The Return of Spring

Mar 1, 2020

As the world around us slowly begins to awaken from the deep slumber of the winter months, the release of Finnriver’s seasonal Honey Meadow cider reminds us that spring is on the horizon.

Cidermaker Andrew Byers notes, “Honey Meadow speaks directly to the roots, shoots, and blooms of Spring on the Olympic Peninsula. Locally harvested burdock from Midori Farm and dandelion roots are dried and roasted. The roots balance the acidity with their earthy depth and nutty notes and then we add honey to add the floral and herbs to honor the season.” Honey Meadow is fermented on the farm with a select blend of Certified Organic Washington apples, organic Midori Farm burdock root, organic dandelion root wild-harvested from our own organic farm, organic  lemon balm, organic chamomile blossom and Sequim Bee Farm blackberry honey.

Sequim Bee Farm, the source of the luscious honey in the Honey Meadow cider, was created by Buddy and Meg DePew in 2014 and is a small company dedicated to practicing Sustainable bee keeping and providing the community with local, all-natural honey and bee products.  Their love of bees began 25 years ago, when a swarm of bees landed on their truck in Seattle. They called a local beekeeper to remove them and were fascinated by the process.  An interest in honeybees was sparked, but it was not until they moved to the beautiful community of Sequim that they were able to realize their dream.  Sequim Bee Farm is a fellow multiple Good Food Awards recipient.  

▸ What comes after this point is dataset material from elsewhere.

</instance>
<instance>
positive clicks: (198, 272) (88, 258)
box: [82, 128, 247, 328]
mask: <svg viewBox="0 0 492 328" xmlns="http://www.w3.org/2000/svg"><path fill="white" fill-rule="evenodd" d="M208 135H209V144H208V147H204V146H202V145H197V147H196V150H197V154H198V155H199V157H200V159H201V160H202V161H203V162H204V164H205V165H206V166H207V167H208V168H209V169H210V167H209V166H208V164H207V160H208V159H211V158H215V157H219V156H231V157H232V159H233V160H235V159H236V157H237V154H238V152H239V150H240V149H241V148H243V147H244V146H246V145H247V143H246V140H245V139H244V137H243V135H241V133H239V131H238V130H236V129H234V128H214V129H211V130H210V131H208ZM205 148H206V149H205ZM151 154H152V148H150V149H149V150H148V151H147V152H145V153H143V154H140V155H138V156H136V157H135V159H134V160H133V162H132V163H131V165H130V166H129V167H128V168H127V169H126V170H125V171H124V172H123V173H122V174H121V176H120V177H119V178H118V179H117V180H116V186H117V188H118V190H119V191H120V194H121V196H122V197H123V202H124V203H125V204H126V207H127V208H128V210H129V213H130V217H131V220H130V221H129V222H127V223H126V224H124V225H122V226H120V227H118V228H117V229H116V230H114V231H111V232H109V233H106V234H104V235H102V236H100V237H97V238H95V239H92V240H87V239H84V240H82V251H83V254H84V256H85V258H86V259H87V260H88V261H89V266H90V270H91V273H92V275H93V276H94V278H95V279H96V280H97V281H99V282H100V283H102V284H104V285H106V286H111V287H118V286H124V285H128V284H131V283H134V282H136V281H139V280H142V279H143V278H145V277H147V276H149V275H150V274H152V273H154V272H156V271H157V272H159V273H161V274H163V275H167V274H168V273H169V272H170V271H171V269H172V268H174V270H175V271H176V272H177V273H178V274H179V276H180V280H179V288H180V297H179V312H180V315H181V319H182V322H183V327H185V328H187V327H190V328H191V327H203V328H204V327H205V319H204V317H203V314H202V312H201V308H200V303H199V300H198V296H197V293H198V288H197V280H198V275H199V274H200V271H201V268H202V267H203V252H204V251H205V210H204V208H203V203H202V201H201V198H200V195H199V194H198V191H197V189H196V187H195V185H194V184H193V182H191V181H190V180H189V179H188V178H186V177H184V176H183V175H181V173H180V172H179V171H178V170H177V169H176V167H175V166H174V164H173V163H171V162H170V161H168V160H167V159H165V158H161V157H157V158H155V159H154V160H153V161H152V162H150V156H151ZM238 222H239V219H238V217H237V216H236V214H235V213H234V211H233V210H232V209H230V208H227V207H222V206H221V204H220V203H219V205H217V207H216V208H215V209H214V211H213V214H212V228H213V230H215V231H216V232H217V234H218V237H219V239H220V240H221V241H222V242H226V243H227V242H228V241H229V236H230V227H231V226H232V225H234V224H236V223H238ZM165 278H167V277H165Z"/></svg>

Midori Farm, the source of our botanical Burdock root, is a 29-acre organic farm located in the village of Quilcene which grows high quality organic vegetables, garden seedlings and crafts their own traditionally fermented sauerkraut and kimchi from farm grown produce. Their farm is nestled in the Quilcene valley which was created by the Little and Big Quilcene rivers flowing from the Olympic Mountains into pristine Quilcene Bay. This confluence has created a deep and fertile sandy clay loam soil ideal for raising crops. 

Burdock is in a genus of plants called Arctium, in the plant family Asteraceae. Native to Europe and Asia, several species have been widely introduced worldwide. The taproot of young burdock plants can be harvested and eaten as a root vegetable. Burdock root is very crisp and has a sweet, mild, or pungent flavor with a little muddy harshness that can be reduced by soaking julienned or shredded roots in water for five to ten minutes.  Interestingly, there is a connection between the burdock plant and the discovery of velcro!

According to Crystie Kisler, one of the farm’s co-founders, this spring seasonal cider was one of the most challenging to develop. “It took Andrew's botanical knowledge and fermenting creativity to put together this delightful convergence of spring ingredients!" 

Honey Meadow will be available for purchase on tap and in bottles at the Cider Garden, as well as released regionally in our distribution territories and sold online.